Projects

Core research programs in leading edge methodology for streamlined organic synthesis of complex molecules are being developed in the following areas: 

• Development of novel heterogeneous reagents and catalysts: A variety of polymer-based reagents and "scavenger" resins have been devised to facilitate parallel solution-phase synthesis.   In addition to developing novel, second-generation bound reagents and scavengers, new heterogeneous reagents utilizing other medias (e.g. silica, silicates, and other biomineral supports) will be developed and investigated for use in multistep synthesis, either using batch or column (flow) formats.  Approaches utilizing “mixed-beds” of heterogenized reagents and catalysts in multistep syntheses will be emphasized, along with one-pot multistep reaction sequences. 

• Development of Novel Affinity-Tagged Reagents:   In many cases, it is desirable to develop reagents or reactants which may be selectively removed from reaction mixtures by simple filtration using highly chemoselective affinity media.  Several projects are being initiated to develop such strategies where compounds are "tagged" with orthogonal affinity handles, allowing facile sequestration from reaction mixtures by simple filtration.  Such reagents allow one to carry out reactions using soluble, small molecule reagents, and rapidly purify intermediates and products. 

• New methods for Streamlined Asymmetric Synthesis:  A major methodology gap exists currently in the development of parallel, single-isomer chiral synthesis methods.  A core project of the CSS will be to develop chiral synthesis transformations utilizing solid supports in the synthesis single isomer compounds.  A significant emphasis will be placed on the development of strategies wherein the initial resin loading step is a highly enantioselective transformation.  In addition, the development of catalysts and reagents for the rapid, parallel synthesis of enantio-enriched compounds in solution phase will be investigated. 

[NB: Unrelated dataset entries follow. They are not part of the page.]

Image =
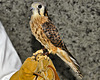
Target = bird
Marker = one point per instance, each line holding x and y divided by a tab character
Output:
47	34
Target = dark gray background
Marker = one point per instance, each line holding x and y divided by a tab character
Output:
78	22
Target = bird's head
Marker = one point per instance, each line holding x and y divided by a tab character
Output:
39	8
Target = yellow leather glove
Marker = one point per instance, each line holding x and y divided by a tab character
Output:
37	67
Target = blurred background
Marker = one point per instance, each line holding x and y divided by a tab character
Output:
78	22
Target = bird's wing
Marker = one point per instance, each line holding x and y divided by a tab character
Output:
52	34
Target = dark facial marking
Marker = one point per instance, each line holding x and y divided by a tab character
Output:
40	6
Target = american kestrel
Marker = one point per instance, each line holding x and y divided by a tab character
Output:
47	34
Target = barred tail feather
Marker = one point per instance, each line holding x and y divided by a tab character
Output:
69	60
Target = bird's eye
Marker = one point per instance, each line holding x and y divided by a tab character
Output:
39	6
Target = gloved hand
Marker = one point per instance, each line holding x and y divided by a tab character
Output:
37	67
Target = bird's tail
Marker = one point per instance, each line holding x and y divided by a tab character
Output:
69	60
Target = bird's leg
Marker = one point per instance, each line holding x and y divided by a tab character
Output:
45	51
38	52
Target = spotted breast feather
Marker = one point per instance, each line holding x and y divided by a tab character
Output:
52	34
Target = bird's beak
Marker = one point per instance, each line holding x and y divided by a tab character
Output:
31	8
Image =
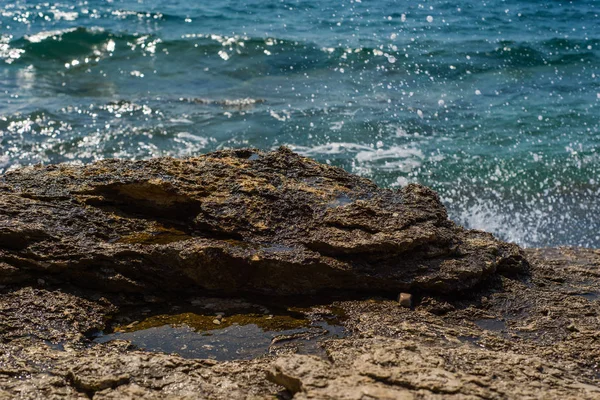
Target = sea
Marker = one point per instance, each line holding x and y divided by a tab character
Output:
493	103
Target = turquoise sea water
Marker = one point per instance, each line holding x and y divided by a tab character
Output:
495	104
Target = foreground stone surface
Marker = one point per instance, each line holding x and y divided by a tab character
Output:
79	246
520	338
231	222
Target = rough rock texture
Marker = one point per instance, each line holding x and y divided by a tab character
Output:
533	338
231	222
80	244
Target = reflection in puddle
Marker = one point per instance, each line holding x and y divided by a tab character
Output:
340	200
226	337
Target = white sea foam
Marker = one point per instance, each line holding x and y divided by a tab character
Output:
39	37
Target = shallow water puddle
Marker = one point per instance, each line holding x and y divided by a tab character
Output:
227	336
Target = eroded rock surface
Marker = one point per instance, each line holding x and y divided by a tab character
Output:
80	245
231	222
533	338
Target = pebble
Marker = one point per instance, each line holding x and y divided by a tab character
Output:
405	300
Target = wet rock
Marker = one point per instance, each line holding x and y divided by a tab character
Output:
405	300
390	353
231	222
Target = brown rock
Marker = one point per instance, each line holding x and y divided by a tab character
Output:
405	300
235	221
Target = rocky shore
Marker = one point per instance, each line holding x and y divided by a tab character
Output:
96	259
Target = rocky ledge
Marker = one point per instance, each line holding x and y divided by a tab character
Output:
83	247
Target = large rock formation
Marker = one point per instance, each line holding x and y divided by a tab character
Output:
239	221
83	248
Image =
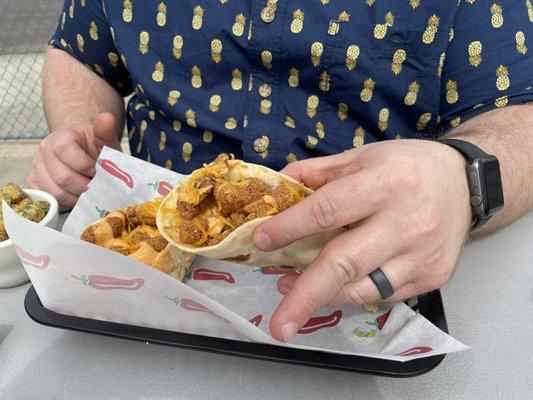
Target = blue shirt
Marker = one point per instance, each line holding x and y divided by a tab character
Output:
273	81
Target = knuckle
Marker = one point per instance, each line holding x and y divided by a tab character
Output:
323	212
407	178
61	146
429	221
340	265
62	178
353	296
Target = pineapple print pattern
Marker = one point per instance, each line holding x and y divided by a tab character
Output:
496	18
312	104
380	30
397	61
324	81
196	77
412	93
342	112
161	17
451	92
214	103
320	130
423	121
474	53
186	151
502	78
159	72
429	34
316	53
293	77
144	39
177	46
359	137
236	79
297	23
173	97
352	54
320	53
266	58
197	19
93	31
521	42
368	90
127	10
162	140
238	25
383	119
216	50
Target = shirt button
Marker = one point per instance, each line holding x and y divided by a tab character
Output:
268	14
265	90
261	144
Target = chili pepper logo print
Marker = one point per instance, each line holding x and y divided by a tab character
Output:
415	350
204	274
316	323
380	321
111	168
102	282
256	320
191	305
101	212
161	187
39	262
278	271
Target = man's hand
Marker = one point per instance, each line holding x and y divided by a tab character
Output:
406	206
65	161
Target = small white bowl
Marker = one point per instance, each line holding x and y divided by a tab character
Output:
12	273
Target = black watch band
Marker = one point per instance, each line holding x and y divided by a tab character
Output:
471	153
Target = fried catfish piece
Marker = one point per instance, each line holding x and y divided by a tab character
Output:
233	197
259	208
158	243
218	238
284	195
190	232
138	215
11	193
189	211
237	219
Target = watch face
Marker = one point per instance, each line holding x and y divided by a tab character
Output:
492	183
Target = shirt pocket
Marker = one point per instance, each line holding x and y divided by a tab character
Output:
385	80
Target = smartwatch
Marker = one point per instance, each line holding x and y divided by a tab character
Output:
484	181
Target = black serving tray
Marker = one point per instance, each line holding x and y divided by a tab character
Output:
429	305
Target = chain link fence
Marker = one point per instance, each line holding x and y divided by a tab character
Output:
25	27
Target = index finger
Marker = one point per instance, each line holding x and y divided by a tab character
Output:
336	204
68	150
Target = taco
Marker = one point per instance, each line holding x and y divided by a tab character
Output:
215	211
132	231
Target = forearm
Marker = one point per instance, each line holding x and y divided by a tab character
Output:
506	133
73	94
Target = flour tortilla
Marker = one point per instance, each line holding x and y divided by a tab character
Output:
238	245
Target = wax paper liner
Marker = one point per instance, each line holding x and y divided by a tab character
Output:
218	298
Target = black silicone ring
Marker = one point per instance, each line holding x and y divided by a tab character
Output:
382	283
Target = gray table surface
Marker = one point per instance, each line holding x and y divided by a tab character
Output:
489	306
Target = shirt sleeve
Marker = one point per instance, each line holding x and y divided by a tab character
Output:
489	60
84	32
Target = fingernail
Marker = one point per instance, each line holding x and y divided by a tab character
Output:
284	289
289	330
262	241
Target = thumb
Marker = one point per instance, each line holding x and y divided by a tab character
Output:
105	132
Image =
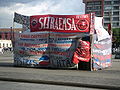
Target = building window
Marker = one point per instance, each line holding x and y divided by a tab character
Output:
97	2
115	18
107	19
0	35
115	24
108	7
116	7
107	2
115	13
116	2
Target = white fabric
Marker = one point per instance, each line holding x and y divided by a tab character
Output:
101	32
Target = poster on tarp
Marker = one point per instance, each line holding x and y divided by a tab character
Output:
22	19
101	52
54	49
60	23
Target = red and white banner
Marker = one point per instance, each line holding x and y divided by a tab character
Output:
60	23
82	53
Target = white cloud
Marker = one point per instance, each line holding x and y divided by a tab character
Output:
37	7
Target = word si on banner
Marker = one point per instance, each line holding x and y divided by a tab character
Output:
60	23
54	49
101	53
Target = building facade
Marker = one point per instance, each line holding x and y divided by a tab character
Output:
6	34
109	9
95	6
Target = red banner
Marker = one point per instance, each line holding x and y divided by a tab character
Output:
60	23
82	53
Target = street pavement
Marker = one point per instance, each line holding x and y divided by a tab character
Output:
108	78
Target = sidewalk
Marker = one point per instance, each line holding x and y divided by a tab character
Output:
105	79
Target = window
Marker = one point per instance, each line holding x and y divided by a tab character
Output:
107	2
115	18
115	24
116	2
115	13
116	7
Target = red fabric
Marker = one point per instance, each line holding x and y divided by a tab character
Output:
109	29
82	53
60	23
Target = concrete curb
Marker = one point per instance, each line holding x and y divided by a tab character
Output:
60	83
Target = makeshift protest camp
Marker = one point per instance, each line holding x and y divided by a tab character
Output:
62	41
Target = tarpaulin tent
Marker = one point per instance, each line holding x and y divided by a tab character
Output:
62	41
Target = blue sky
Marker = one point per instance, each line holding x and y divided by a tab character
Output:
37	7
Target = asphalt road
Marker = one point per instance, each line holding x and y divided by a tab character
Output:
108	78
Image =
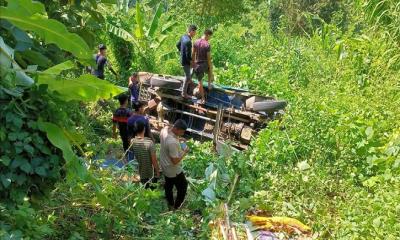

• Convergent Combinatorial Synthesis of Complex Molecules:   The majority of  parallel synthesis strategies that are being performed currently utilize linear synthesis sequences.  Historically, convergent routes have been utilized in natural products synthesis to prepare complex molecules due to yield advantages and ready modification of problematic fragments.  A major impetus for the development of novel streamlined synthesis approaches and reagents will be their application in the convergent synthesis of complex natural-product like molecules. We will develop highly convergent fragment coupling reactions to permit parallel synthesis of complex molecules such as polyketides and related structures.  Fundamental issues such as the development of efficient protecting group strategies will also be addressed. 

• Streamlined Approaches to Heterocyclic Chemistry:  New and fundamental transition metal-mediated approaches to the synthesis of heterocycles are being developed which will form the basis for a number of CSS projects.  Many of these approaches rely on coupling reactions involving multiple polymer systems.